MView on Top of MView
Background
RisingWave supports creating a new materialized view (abbreviated as mview) based on the source and another mview, so users can split their data into multiple layers and use mviews’ chains to connect them.
In detail, we will support the creation of a materialized view whose source is some other mview(s). Please note that there should not be a circular dependency on mviews.
create table t1 (v1 int, deleted boolean);
create materialized view mv1 as select * from t1 where deleted = false;
create materialized view mv2 as select sum(v1) as sum_v1 from mv1;
create materialized view mv3 as select count(v1) as count_v1 from mv1;
Design
Broadcast operator
In physical representation, we introduce a dispatcher operator type, Broadcast. Broadcast dispatcher, as its name indicates, will dispatch every message to multiple downstreams. To simplify our design, we can assume that every MViewOperator has a Broadcast
output, with zero or more downstreams.
Create new mview online
Assume that we already have a materialized view mv1, and we want to create a new materialized view mv2 based on mv1. This is equivalent to a configuration change to Broadcast dispatcher. Before the real change happens, we have to apply the snapshot of mv1 to mv2 first. Therefore, we introduce another operator named Chain.

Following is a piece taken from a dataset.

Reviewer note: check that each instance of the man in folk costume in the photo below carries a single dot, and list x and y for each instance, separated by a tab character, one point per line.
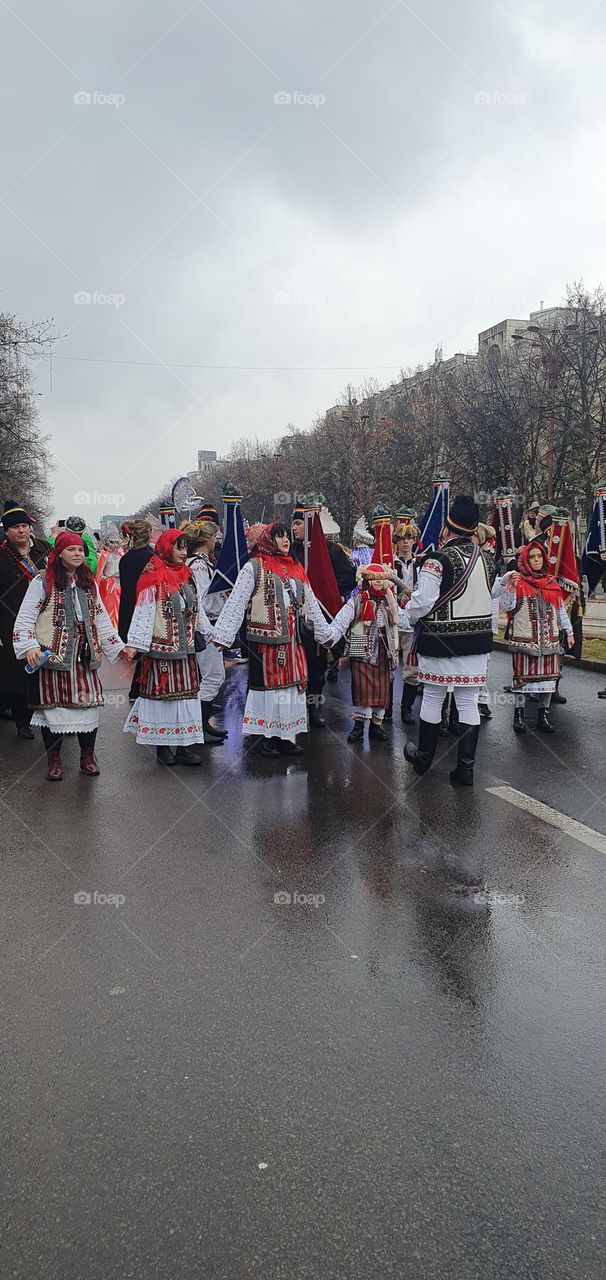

The Chain operator has two inputs. The first one will be a batch query, denoted by the blue patterns in the figure below, which is a finite append-only stream (the snapshot of historical data in the base mview). The second one is its original input, an infinite stream, denoted by the red patterns.
The full process of creation is:
- The frontend parses the query and sends the plan to StreamManager.
- StreamManager creates the new actors.
- StreamManager chooses a change epoch e1, pins a snapshot of mv1 at e1, and sends a barrier with e1 and change info.
- The broadcast operator receives the barrier, then creates a SnapshotStream of mv1 with e1, and creates a Chain operator, then connects them all. (only changes in the memory).
- The broadcast operator sends a normal barrier e1 to all downstreams, and continues.
- The Chain operator consumes all messages from snapshot and receives EOF, then consumes buffered messages from upstream.
- StreamManager discovered that mv2 has almost caught up with the progress of mv1, and the creation success.
Drop mview online
Assume that we already have three materialized views mv1, mv2, and mv3. mv2 and mv3 are on top of mv1, so mv1 is not allowed to be dropped.
The full process of drop mv3 is:
- The frontend parses the query and sends the plan to StreamManager.
- StreamManager chooses a change epoch e1, and sends a barrier with e1 and change info.
- The broadcast operator sends a normal barrier e1 to all downstreams.
- The broadcast operator removes the dropped output from its outputs, and continues.
- StreamManager discovered that mv3 has the epoch e1, then drops extra fragments physically.